Posted under What's On

The challenges and triumphs of forming meaningful relationships form the heart of our panel's responses to the programme.

13 Dec
2006

Our panel offer their personal responses to the third programme in the series Nobody's Normal, Love is in the air.

Dan Goodley Used with permission

Dan Goodley is Reader in Disability Studies and director of the University of Sheffield Centre of Applied Disability Studies. He has written widely in the area of disability studies. Recent publications include Self-advocacy in the lives of people with learning difficulties, Disability and Psychology (edited with Rebecca Lawthom) and Another Disability Reader (edited with Geert Van Hove). He is also advisor to the self-advocacy group Huddersfield People First.

Finding a girl is an uphill struggle
I am a Dad of two girls, three and four years old. I often joke that they can leave the house when they are 35. Why? Well, I remember what I was like as a young lad, full of hormones; a liability. If my girls choose to have long term relationships with men, I don’t want them meeting someone like that!

Yet here, in this film, we have the mum who says "go for it" to her daughter who is clearly some years younger than 35. A Dad practising walking down the aisle with his disabled daughter as she tries on her wedding dress. The manager of a dating agency for people with learning difficulties offering the promise of, or least potential for, gay and straight, short and long-term relationships.

Our issues with disabled people having sexual relationships might well tap into long-held paternalistic concerns. But these take on a more sinister side when they also draw on stereotypes of disabled people as asexual, childlike and uninterested. The barriers keep on growing. Perhaps now is the time for all of us to give up on our inner protective parent!


Micheline Mason Used with permission

Micheline Mason is an artist, writer and trainer/consultant on disability and inclusion. She is a mother of a disabled young adult, and was the director of the Alliance for Inclusive Education for fifteen years. She is also a trained counsellor working within the Re-Evaluation Co-Counselling Community.

It was good to hear and see the taboo broken – disabled people want love, sex and babies, just like non-disabled people.

Not only do they want it, but there is an increasing recognition within society that it is OK, it happens and it can be a good thing.

But to me this programme illustrated how far we still have to go to enable young disabled people to learn through experience how to engage in two-way relationships of all types and levels. The world of dominance by parents and service providers was all we saw, as if true love could be provided as part of a care package through the kindly intervention of a New Age Support Worker. It didn’t work.

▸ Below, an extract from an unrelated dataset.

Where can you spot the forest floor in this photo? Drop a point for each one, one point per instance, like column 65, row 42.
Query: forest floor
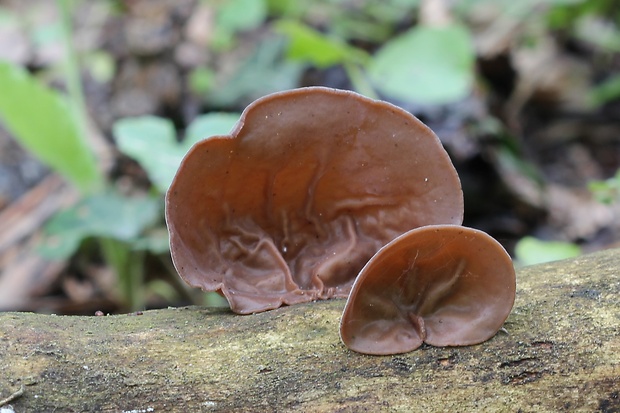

Even the marriage of Kelvin and Ellie left me feeling uncomfortable. Sex and children were never mentioned. Indeed, Kelvin seemed pretty horrified by Ellie’s physical advances, and I wondered what it was really all about.

I suppose the non-disabled world would heave a collective sigh of relief if all disabled people paired up and vowed to keep each other happy for the rest of our lives and didn’t have children, but it isn’t going to happen.

Our real, messy, passionate lives are so much more exciting than that!


Tom Shakespeare [Image: Poppy Berry] Used with permission

Tom Shakespeare is one of the authors of The Sexual Politics of Disability (1996). He is disabled himself, and has written and broadcast widely on issues of disability and bioethics. He has two children.

Many people would sum up their personal goals as to get a job, a partner and a family. But disabled people have been historically excluded from enjoying these ordinary experiences which give life value and meaning.

For example, disabled adults were often treated as if they were children. They haven’t been able to speak for themselves, they’ve been over protected, and they have been seen as asexual. In the past, it was feared that if disabled people expressed their sexuality, they would reproduce and bring more disabled people into the world.

Today, disabled people are increasingly living in the community, getting jobs, and leading independent lives. But people are still often excluded from relationships. They may be denied sex education, or face financial and physical barriers to participating in leisure activities. Confidence is the key to forming relationships, and some disabled people have low self esteem or have experienced prejudice. It’s not always easy to find fashionable clothes or make conversation.

But there is no reason why disabled people should not have a social life or find a partner. Many disabled people do have good relationships, fulfilling sex lives, and even children of their own. Service providers, families and society should work to make this a possibility for everyone.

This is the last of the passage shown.